Over half (52%) of Brits think that too many young people are studying at university and many agree with Vince Cable’s proposals to overhaul the undergraduate funding system, recent research has revealed.
This comes in light of Minister of State for Universities and Science David Willetts's announcement that more than 160,000 pupils are likely to miss out on university places this year. Some have even suggested the number could reach 200,000 as applications strongly outweigh available places. There are currently around 2,396,000 full time students in UK higher education but despite such high numbers, the poll also found that 25% think the number of entrants is ‘about right’.
Loans and taxes
As the cost of educating such high numbers of students becomes an issue of contention, the Coalition Government is currently looking at ways to bridge the gap between university funding and the real price of degrees. Currently, ‘home’ students (those who are from the country in which they intend to study e.g. England) pay £3,225 a year upfront in fees to their university. This sum can be paid by the Government via The Student Loans Company, and then paid back through taxes once a graduate earns over £15,000 a year.
However, Business Secretary Vince Cable has suggested an overhaul of the current system, replacing it with a variable graduate tax. This would mean that instead of receiving a loan and going into debt, graduates would pay an increased rate of tax, which would rise in line with earnings.
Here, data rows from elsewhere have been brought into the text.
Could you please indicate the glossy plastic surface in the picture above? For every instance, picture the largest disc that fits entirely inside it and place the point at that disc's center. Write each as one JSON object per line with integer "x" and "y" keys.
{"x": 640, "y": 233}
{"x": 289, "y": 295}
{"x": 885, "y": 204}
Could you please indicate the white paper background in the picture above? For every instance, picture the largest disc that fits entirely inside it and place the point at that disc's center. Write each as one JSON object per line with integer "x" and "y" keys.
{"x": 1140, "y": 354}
Although the proposal has been rejected by senior members of Government, our survey has found it to be the most popular option amongst the public. Over a third (36%) think that a graduate tax would be the best way to fund universities, whilst 29% believe the current system to be the best.
Interestingly, those most likely to still be in university education (18-29 year olds), think that the current system works best, with 38% choosing it, compared to 22% of 18-29 year olds thinking the graduate tax option would work best.